Apparently, this contradiction reveals the pragmatism of both organizations and their undeclared connection with Iran, which served as a safe haven to many of their leaders after 2011, as per Saif Al-Adel’s analysis of Al-Zarqawi’s statement, which revealed the true identity of Yassin al-Suri, known as “Al-Qaeda’s fox.” In December 2011, the U.S. administration said Al-Suri had been moving freely in Iran between 2005 and 2011.
6- A different and brutal media strategy
ISIS may have benefited from Al-Zarqawi death, which was likely linked to his repeated appearances. This explains why ISIS leaders chose not to make appearances, as opposed to Al-Qaeda’s leaders.
ISIS media focuses on its operations on the ground and facts, avoiding theoretical and intellectual debates with the group’s opponents.

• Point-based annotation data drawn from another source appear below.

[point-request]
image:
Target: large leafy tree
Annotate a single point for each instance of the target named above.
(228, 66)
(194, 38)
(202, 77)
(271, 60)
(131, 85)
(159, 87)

In contrast, Ayman al-Zawahiri, the present leader of Al-Qaeda, has made frequent appearances, whether in the open meetings where he has answered questions or fatwas from his opponents or the series of “peoples’ messages” dedicated to the Egyptians among others.
ISIS media messages are limited. The group focuses on the military and operational side as part of a fear campaign aimed at its opponents. Their media tactics are similar to those of Al-Zarqawi in terms of the level of violence in the messages. In 2004, Al-Zarqawi posted a video in which he is seen beheading U.S. civilian Nicholas Berg. The video was shocking and terrifying and was highly criticized back then, even from Al-Qaeda’s leaders and strategists. This is what ISIS is doing now.
7- An immoral, tougher and more extreme Salafist Jihadism:
ISIS has no ethics and it seems to rely on the ideological beliefs of extreme Salafist Jihadism, unlike many of Al-Qaeda’s on-ground commanders such as Abdullah Azzam, Al-Zawahiri, Al-Libi, Al-Ayiri, Al-Tuwayli and others whose views were known from their writings. Other Al-Qaeda theorists included Muhammad Al-Maqdisi, Abi-Qatada Al-Filistini and Abdul Qader bin Abdul Aziz.
But it seems that ISIS has adopted the firmness of Salafists without referring to Al-Zawahiri’s ideology, nor debated views of fellow jihadists who criticize it and are against it. ISIS is an organization with the perception of a state. Its battles are tangible and not theoretical: it carries out direct confrontations, unlike Al-Zawahiri, who entered indirect confrontations with his critics.
ISIS shares Al-Zarqawi’s vision. He was not the most educated or cultivated among leaders of the jihadists’ Shura Council which he established in 2005, but he was always present on the field and enjoyed the strongest of organizational skills.